Turning Honey Into Bees

In this part of the world, beekeepers want to have plenty of bees in the hives when the blackberries bloom.  I saw my first blackberry blossom  last week, so it was time to assess the status of the hives.

Only one of my three colonies managed to make it through the winter.  To replace the dead colonies I purchased two five-pound packages of California bees from a friendly local beekeeper.  I put these bees in the dead-out hive equipment on April Fools day.  They had a California attitude from the beginning.  On cool days, the California girls were sleeping while my struggling Oregon natives were out working.  When they finally got moving the Cal gals were persistent about trying to rob from my weaker colony and, if I left the door open, they were quickly into my storage shed for any pickings they could find in vacant equipment.

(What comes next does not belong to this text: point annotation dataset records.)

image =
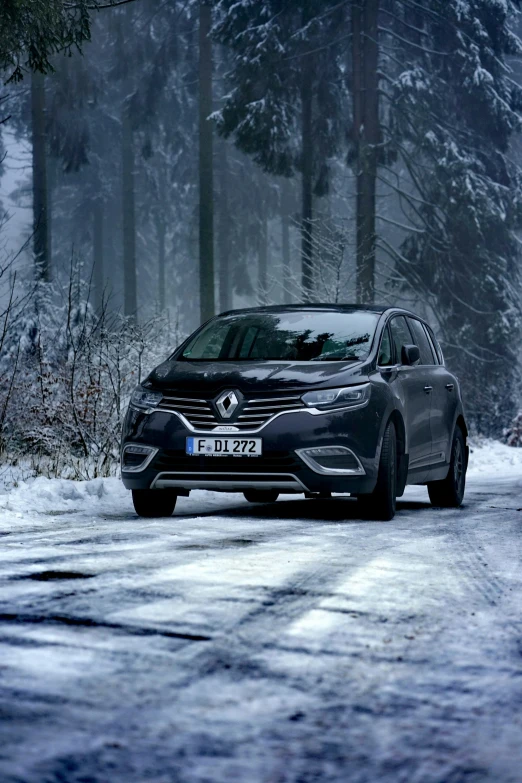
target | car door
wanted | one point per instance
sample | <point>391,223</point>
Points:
<point>414,388</point>
<point>444,401</point>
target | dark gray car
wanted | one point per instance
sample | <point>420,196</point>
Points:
<point>313,399</point>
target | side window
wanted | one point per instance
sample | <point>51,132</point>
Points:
<point>435,343</point>
<point>386,350</point>
<point>421,341</point>
<point>401,335</point>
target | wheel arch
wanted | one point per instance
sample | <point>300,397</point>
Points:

The new bees have cleaned up the old equipment and seem healthy with no signs of brood diseases.  Mite drops through the screened bottom boards are almost zero at the moment.  A good sign, but I know that most of the mites are hiding out in the brood.

Usually I leave plenty of honey with the bees in the fall.  I use two deep chambers for the brood nest, and in the fall there is usually at least 50 pounds of honey with the bees when I put them to bed for the winter.  This year, when my two colonies succumbed to a virus associated with the Varroa mites, they were still heavy with honey.  So when I installed the new bees, they knew what to do.  Turn all that honey into bees!  That’s the hive’s job in the spring. This year the large surplus proved more important than usual.  With the long cool wet spring, the bees have just about gobbled up all of the stored honey.  But the hives are heavy with bees!  Honey supers are in place. Now all we need is some sunshine and our major blackberry honey flow will be on!